Yields back to pre-Sept 11 levels; IOC, IPCL, MSEB lead pack

Corporates rush to raise CPs, bonds as markets recover

Atmadip Ray & Ujjal K Basu Roy

Mumbai, Oct 15: Improvement in inter-bank market sentiment with yields dipping back to their pre-September 11 levels has led to corporates tapping the commercial paper (CP) and the primary bond market in all earnest.

In the CP market, names include the Indian Oil Corporation (IOC), Indian Petrochemical Corporation Ltd (IPCL), Sundaram Clayton and Berger Paints, while in the bond market it is the National Capital Region Planning Board (NCRPB), Andhra Pradesh Power Finance Corporation (APPFC). In the pipeline is the offering by the Maharashtra State Electricity Board (MSEB) while LIC Housing Finance Corporation (LICHF) is already in the market.

Corporates, which were waiting for the markets to improve before issuing commercial paper (CP) to raise short-term funds have been venturing into the market again with the market easing quite a lot and yields back at their pre-September 11 levels.

Markets now are more or less stable and with yields coming down, corporates across-the-board are re-entering the CP market. Yields have been coming down from their earlier highs: short-term rates for CPs had increased to 8.80 per cent from around 7.80 per cent immediately after the US attacks.

During the last week, yields for CPs for the top-rated corporates hovered between 7.90 per cent and 8.20 per cent.

IOC has mopped up Rs 245 crore during the last week through CPs. IOC re-entered the market and Monday last (October 8) issued CPs worth Rs 50 crore with a green-shoe option. The issue got an overwhelming response of Rs 355 crore, and IOC retained Rs 155 crore at a yield of 8.19 per cent.

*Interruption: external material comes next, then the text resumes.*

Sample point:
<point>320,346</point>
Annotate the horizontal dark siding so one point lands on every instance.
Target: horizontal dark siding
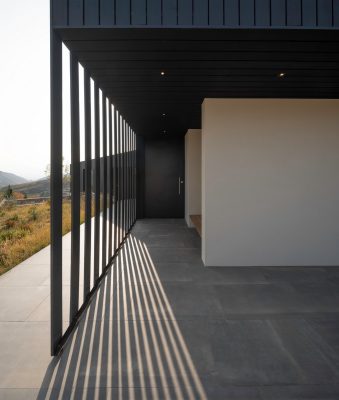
<point>204,13</point>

The company on Friday (October 12) again issued CPs worth Rs 50 crore and got an overwhelming response of Rs 385 crore. IOC retained Rs 90 crore with a even lower yield of 8.04 per cent. IOC’s CP offerings have been raised online using the auction-based negotiated trading platform of Riskxpress.com. IPCL has also issued CPs worth Rs 150 crore.

A similar trend has also been observed for the mid-rated corporates. Quite a few like Sundaram Clayton, TI Cycles, Clariant, Berger Paints amongst others issued CPs to mobilise short-term funds during the last week.

The CP market had suffered a jolt after the US crisis: September saw a meagre Rs 950 crore in CP issuances as compared to Rs 2,600 crore in August on the National Stock Exchange (NSE).

Corporates were cautious after the terrorist attacks on the US, and had chosen to defer their CP issuances.

The market turned volatile and yields shot up to 8.80 per cent. Just after the US crisis, a few like the Housing Development Financial Corporation (HDFC) had raised Rs 50 crore through CPs at 8.80 per cent, higher from its earlier borrowing rates of 7.50 per cent to 7.75 per cent.

Likewise, Tata Chemicals and ACC had raised Rs 45 crore with a yield of 8.50 per cent and Rs 20 crore with of 8.75 per cent respectively. L&T had also raised Rs 10 crore at 8.80 per cent.

On the bond markets, IndusInd Bank senior vice-president and head treasury, Sharukh Wadia was of the view, “The bond market has almost come back to normal but volumes are still not what they were before the US crisis. If the war had not taken place, volumes would have been back to normal.”

Be that as may, some like Allahabad Bank’s issue had been fully subscribed to and that too, within a couple of days. HMT’s government-guaranteed bond issue of Rs 100-crore with the green-shoe option retaining the over-subscription is in the market. LICHF has also hit the market with a Rs 150-crore secured, non-convertible, redeemable bonds issue in the nature of debentures with an open-ended green-shoe option. The coupon (book-building range) is between 8.95 per cent and 9.60 per cent.

Said a banker: “Investors are thinking twice before investing, but issuers have not hiked the coupons to account for the additional risk. The markets are recovering and it is definitely not as bad as it was in the immediate aftermath of the September 11 attacks.